On KQED’s News Fix: California’s Top Political Watchdog Goes Out With a Bang
Update, 12:15 p.m. Thursday: The California Fair Political Practices Commission has announced $1 million in fines against organizations that funneled $15 million to California groups in an attempt to sway two initiative campaigns last year (some details on the groups, the money and the initiatives are in our original post below). From the FPPC’s announcement on the fines:
The FPPC and California Attorney General today announced a record civil settlement against the Center to Protect Patient Rights (CPPR) and Americans for Responsible Leadership (ARL), two nonprofits operated as part of the “Koch Brothers’ Network” of dark money political nonprofit corporations. The settlement requires CPPR and ARL to pay $1 million to the State General Fund for their failure to disclose two dark money, independent expenditure contributions in the 2012 election to oppose Proposition 30 and support Proposition 32.
“This case highlights the nationwide scourge of dark money nonprofit networks hiding the identities of their contributors,” said FPPC Chair Ann Ravel. “The FPPC is aggressively litigating to get disclosure and working on laws and regulations to put a stop to these practices in California.”

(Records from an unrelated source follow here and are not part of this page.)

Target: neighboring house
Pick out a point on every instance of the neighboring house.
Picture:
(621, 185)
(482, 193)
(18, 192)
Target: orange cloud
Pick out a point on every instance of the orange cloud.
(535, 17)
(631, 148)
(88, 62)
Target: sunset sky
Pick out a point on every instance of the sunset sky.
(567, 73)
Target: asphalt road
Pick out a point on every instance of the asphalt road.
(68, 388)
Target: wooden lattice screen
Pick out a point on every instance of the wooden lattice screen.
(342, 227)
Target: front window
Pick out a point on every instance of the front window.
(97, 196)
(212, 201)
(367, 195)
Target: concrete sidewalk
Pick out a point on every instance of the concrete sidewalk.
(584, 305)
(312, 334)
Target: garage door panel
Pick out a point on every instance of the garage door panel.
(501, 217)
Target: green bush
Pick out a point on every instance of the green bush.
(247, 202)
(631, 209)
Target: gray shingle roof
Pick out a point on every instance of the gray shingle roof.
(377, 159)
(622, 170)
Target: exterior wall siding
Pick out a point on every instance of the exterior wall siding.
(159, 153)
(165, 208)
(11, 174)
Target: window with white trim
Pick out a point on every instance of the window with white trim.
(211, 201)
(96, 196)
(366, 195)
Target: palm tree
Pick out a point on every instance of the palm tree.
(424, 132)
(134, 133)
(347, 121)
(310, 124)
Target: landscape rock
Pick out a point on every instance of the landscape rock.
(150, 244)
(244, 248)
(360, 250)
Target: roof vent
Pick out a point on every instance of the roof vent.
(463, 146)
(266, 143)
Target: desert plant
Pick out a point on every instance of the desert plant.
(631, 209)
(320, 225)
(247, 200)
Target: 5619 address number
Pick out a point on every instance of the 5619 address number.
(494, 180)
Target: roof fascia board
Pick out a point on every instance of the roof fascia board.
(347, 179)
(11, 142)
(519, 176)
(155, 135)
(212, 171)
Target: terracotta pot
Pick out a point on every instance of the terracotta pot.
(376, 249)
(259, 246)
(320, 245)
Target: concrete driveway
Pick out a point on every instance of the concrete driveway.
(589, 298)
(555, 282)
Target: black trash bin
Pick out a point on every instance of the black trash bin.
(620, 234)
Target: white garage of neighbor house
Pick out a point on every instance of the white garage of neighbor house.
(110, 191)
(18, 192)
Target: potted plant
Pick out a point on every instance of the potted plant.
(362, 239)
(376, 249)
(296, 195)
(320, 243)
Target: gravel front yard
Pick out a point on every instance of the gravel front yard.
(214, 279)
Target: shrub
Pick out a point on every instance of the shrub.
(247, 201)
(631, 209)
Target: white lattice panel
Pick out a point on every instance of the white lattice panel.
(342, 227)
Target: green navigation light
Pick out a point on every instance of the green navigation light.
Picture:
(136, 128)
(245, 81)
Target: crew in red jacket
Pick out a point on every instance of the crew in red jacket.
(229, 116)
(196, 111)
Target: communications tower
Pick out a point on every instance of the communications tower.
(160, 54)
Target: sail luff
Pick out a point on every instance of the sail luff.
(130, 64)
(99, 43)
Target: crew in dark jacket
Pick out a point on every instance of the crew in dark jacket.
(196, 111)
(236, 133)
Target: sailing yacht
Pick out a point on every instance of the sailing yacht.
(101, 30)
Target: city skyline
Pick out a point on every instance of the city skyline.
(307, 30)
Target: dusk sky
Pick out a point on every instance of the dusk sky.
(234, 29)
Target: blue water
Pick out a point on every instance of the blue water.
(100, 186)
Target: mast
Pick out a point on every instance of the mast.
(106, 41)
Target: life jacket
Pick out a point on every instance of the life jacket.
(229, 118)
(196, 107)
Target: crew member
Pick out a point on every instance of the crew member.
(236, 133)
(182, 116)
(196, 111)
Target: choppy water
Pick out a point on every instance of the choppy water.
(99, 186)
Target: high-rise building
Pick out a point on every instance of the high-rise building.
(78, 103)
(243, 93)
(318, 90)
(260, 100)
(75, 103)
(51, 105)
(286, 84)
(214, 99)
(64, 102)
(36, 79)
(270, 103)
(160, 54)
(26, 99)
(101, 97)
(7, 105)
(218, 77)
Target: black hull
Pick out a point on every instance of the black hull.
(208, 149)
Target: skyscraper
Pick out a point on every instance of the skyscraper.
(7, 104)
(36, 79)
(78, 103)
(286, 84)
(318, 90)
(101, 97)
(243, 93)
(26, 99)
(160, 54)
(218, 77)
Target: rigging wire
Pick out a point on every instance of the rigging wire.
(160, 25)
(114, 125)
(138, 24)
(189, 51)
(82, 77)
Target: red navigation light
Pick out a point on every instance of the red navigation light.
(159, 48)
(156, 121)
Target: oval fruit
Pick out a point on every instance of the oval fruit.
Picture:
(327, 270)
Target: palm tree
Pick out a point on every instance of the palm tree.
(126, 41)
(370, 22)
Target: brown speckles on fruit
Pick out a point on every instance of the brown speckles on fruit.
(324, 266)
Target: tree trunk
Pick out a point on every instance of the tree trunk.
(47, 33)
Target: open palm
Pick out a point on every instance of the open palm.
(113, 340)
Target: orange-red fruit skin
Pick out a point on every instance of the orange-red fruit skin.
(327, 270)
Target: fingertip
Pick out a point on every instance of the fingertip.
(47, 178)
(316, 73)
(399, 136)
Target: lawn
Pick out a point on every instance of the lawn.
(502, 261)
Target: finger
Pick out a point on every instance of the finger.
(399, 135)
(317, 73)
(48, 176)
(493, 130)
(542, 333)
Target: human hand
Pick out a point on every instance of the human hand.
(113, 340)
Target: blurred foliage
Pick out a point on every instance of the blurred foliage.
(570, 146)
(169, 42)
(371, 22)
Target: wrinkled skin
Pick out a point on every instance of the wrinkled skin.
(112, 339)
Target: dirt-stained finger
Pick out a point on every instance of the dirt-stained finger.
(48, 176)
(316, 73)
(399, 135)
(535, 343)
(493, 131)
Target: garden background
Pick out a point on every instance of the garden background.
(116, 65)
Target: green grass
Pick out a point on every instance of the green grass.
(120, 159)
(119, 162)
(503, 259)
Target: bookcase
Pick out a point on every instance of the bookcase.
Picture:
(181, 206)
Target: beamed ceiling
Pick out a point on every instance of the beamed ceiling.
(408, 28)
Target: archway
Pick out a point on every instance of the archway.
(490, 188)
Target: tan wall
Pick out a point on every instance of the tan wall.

The case was initiated after the FPPC and Attorney General filed suit against ARL prior to the November 2012 election to provide records to ensure the source of an $11 million contribution from ARL, an Arizona nonprofit with no history of political activity in California, was properly disclosed to California voters. The day before the election, ARL disclosed that Americans for Job Security (AJS) and CPPR were the source and intermediary, respectively, of the $11 million contribution to the Small Business Action Committee (SBAC), a California independent expenditure committee.
This resulted in a joint investigation by the FPPC and the Attorney General’s office that revealed that CPPR, the key nonprofit in the Koch Brothers’ dark money network of nonprofit corporations, was actually the source of two major contributions that were not properly reported. The first was a $4.08 million contribution to the California Future Fund (CFF), made through the American Future Fund (AFF) as an intermediary on September 11, 2012. The second was the $11 million contribution made to SBAC through ARL as an intermediary on October 15, 2012.
The FPPC is also requiring recipients of the $15 million in illegal “dark money” to “disgorge” it — that is, hand it over to the state.
Original post: You might remember that late in last year’s election campaign, a mysterious-sounding group in Arizona dropped $11 million into the effort to defeat Gov. Jerry Brown’s tax initiative, Proposition 30, and to pass Prop. 32, a measure that aimed to curtail union political contributions.
Under the pressure of a lawsuit by the state Fair Political Practices Commission and a state Supreme Court order, the group, calling itself Americans for Responsible Leadership, ‘fessed up. It admitted it was just the intermediary for the funds, which turned out to come from yet another shadowy Arizona group, the Campaign to Protect Patients Rights (both appear to be part of a secretive web of organizations funneling millions of dollars to right-wing candidates and causes).
Under California law, the transaction was money laundering pure and simple. The FPPC said it was “the largest contribution ever disclosed as campaign money laundering in California history.”
Today, nearly a year after the first details of the money laundering was disclosed, the Los Angeles Times reports the FPPC will levy fines totaling $1 million in the case. The fines, which the Times says FPPC chief Ann Ravel will announce this afternoon, are the biggest ever imposed for violations of the state’s campaign laws. The announcement comes as Ravel prepares to leave Sacramento to join the Federal Elections Commission.